2. Which forms of natural selection result in an allele being fixed over time? Which maintain both alleles but only with one allele so rare that homozygotes for that allele are almost never produced?  Which maintain both alleles in frequencies where both homozygotes are likely to be produced each generation?

1.  Under what situation of natural selection (dominant has highest fitness, recessive has highest fitness, fitness codominance, heterosis, or underdominance) is most genetic variation maintained over time? (Note: genetic variation is high when both alleles are present in moderate to high frequencies, it is low when one allele is very common and one very rare, and it is entirely absent when one allele is fixed and one is lost.)  Explain why genetic variation is maintained in this situation and explain why it is either low or absent in the other situations.

2.  In situations with complete dominance, such as the peppered moth, how does the initial evolution of an allele that starts out in very low frequency compare between a situation in which the recessive has the highest fitness and a situation in which the dominant has the highest fitness?  Give a plausible explanation for the difference.  How does the genetic variation present in the population after natural selection has been occurring for a long time (e.g. for 100 generations) compare between a situation in which the dominant has the highest fitness and a situation in which the recessive has the highest fitness?  Give a plausible explanation for the difference.

3. What, if anything, is the effect of population size on each of the following for a trait evolving through only genetic drift: (a) the probability that an allele is fixed within 100 generations (b) which allele gets fixed (if either does) (c) how long it takes for an allele to become fixed?  Clearly explain why population size has the effect it does on each of these; if it does NOT have an effect on any of these, explain why it has no effect.

4.  In which situation of natural selection (dominant has highest fitness, recessive has highest fitness, fitness codominance, heterosis, or underdominance) does the result of natural selection over many (e.g. 100) generations depend on the initial allele frequencies as well as on the fitnesses?  Which of the following depends on initial allele frequency in this case: the amount of genetic variation present after 100 generations or the specific allele that became fixed?  Give a plausible explanation for why the outcome of natural selection depends on initial allele frequencies in this case.

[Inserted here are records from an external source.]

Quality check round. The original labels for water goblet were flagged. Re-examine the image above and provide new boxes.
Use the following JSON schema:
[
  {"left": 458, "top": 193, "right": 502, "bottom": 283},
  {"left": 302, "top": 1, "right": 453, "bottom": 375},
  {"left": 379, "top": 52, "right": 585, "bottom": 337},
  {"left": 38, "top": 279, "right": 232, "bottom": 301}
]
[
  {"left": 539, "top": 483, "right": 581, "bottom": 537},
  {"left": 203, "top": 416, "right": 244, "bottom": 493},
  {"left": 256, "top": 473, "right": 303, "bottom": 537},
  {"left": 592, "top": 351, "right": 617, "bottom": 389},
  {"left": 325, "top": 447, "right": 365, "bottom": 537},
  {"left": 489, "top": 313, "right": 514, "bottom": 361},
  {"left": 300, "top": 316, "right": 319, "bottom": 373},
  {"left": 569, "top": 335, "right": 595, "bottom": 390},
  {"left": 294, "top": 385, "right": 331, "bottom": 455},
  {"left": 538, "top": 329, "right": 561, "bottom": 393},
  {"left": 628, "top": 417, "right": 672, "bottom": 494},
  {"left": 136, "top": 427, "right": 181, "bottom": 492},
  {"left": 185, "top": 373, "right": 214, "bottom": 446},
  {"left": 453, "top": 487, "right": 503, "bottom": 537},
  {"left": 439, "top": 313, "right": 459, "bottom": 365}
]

5. Consider three different loci, each with two alternate alleles.  At the G locus, the homozygous recessive genotype has the highest relative fitness at a locus and there is complete dominance.  At the R locus, the heterozygote has the highest relative fitness.  At the E locus, the heterozygote has the lowest relative fitness.  At equilibrium, how will these three loci differ in how much genetic variation is present?  Why? At equilibrium, how will the average fitness of the population (that is, will all individuals be of high fitness, giving the population a high average fitness, or will some be of lower fitness, lowering the average population fitness) differ among these three loci? Why?

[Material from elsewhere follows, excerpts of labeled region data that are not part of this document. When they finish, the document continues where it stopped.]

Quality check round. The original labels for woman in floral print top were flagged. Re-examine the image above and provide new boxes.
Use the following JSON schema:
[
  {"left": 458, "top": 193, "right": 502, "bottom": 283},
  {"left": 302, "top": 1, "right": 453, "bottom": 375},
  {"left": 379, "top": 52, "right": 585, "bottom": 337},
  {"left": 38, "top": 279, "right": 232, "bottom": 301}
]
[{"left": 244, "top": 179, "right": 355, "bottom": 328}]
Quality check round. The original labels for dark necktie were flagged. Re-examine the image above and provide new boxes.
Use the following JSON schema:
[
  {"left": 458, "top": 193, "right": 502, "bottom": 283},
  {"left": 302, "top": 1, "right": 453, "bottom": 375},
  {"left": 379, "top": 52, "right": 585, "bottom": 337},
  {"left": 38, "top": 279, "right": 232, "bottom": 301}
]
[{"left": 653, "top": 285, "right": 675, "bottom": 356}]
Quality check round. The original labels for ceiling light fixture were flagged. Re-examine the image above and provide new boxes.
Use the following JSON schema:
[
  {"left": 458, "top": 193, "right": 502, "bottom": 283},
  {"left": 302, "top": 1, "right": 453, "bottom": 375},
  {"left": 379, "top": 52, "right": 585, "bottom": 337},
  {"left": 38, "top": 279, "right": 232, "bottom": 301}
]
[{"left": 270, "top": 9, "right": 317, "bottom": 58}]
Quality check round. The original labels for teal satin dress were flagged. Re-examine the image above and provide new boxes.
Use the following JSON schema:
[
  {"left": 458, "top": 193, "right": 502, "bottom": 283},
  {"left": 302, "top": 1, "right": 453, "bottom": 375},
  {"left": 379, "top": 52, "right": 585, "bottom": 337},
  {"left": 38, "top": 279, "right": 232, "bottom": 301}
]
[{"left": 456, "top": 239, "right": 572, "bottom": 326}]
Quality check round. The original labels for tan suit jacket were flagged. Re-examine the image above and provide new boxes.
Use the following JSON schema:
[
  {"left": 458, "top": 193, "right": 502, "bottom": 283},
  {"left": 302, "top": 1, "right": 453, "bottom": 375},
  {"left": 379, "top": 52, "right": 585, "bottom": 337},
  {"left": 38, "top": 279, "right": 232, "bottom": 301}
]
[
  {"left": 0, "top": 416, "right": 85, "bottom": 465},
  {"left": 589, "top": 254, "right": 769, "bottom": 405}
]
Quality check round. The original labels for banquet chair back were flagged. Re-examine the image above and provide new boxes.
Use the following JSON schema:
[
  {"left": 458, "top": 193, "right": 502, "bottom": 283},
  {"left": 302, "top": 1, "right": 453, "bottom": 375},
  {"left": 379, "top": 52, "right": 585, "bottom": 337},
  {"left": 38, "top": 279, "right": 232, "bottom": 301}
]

6.  Suppose you observe that in a population, one homozygote for a genetic locus results in a genetic deformity so that these homozygotes have very low fitness.  Each generation, 5% of the individuals born have this deformity; this percentage remains constant over many generations.  Which form of natural selection (dominant has highest fitness, recessive has highest fitness, fitness codominance, heterosis, or underdominance) is most likely to be occurring at this locus?  Clearly explain why this form of evolution would result in this situation by describing the expected result, after many (e.g. 100) generations of this form of evolution, explaining why this result is expected for this form of evolution, AND explaining why this result is NOT predicted by the other forms of evolution.

7.  For which TWO of the forms of evolution you modeled in the computer assignment (genetic drift, natural selection where the dominant has highest fitness, natural selection where the recessive has highest fitness, fitness codominance, heterosis, underdominance) could the allele that becomes fixed differ in different populations for which the only difference between the populations was allele frequency.  Explain why it is possible for populations to differ this way for each of the two forms of evolution (the explanations are different; explain each one.)  For each case, state whether the allele that is most likely to be fixed is initially rare or common; explain why, in each case, the probability for an allele to be fixed depends on whether it is rare or common.